When I run the app for the very first time, I get an NullPointerException on an InputSteam object.

If I run the app a second time, then the input stream is not null but this time, I get an SQLiteException: no such table.

Very unusual, I'm wondering if anyone could help find the cause.

  1. In this project, I created a simple SQLite database file and stored it in the Assets folder. It is called Customers.db and contains one table called CustomerList. The table columns are ID (integer primary key), CustomerName and Country.

  2. In the DatabaseHelper object, the method loadDatabase() loads the database from the assets folder into the phone's internal memory.

  3. DatabaseHelper method getRecords() returns an Array of Customer objects and these are the fields of these customer objects are listed in a RecyclerView in the MainActivity. To simply the experiment, as a first step, the getRecords() method return all the rows of the table.

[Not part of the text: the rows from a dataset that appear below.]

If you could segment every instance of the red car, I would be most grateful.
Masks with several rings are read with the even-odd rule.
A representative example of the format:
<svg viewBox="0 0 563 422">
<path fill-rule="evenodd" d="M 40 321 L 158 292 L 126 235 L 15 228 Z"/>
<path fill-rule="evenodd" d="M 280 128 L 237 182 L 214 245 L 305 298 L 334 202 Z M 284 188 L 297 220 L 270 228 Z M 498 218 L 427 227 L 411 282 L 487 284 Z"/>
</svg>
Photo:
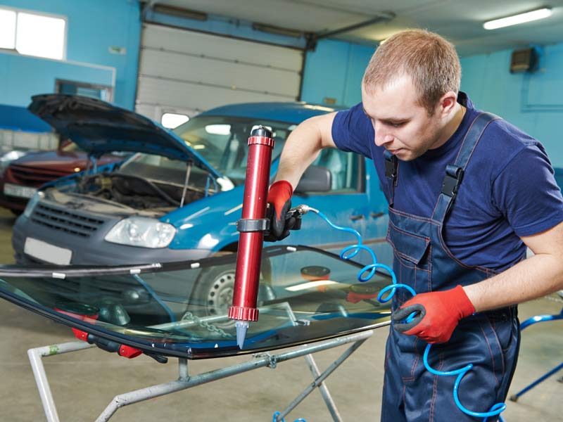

When run for the first time the following exception is reported:

java.lang.RuntimeException: Unable to start activity ComponentInfo{com.mo.useexistingdatabasedemo/com.mo.useexistingdatabasedemo.MainActivity}: java.lang.NullPointerException: Attempt to invoke virtual method 'int java.io.InputStream.read(byte[], int, int)' on a null object reference

And the second time it's run, the input stream seems to be no longer null, but instead an sqliteexception is reported:

java.lang.RuntimeException: Unable to start activity ComponentInfo{com.mo.useexistingdatabasedemo/com.mo.useexistingdatabasedemo.MainActivity}: android.database.sqlite.SQLiteException: no such table: CustomerList (code 1 SQLITE_ERROR): , while compiling: SELECT * FROM CustomerList

In ,my project class DatabaseHelper is defined as follows (and its methods are called from the MainActivity).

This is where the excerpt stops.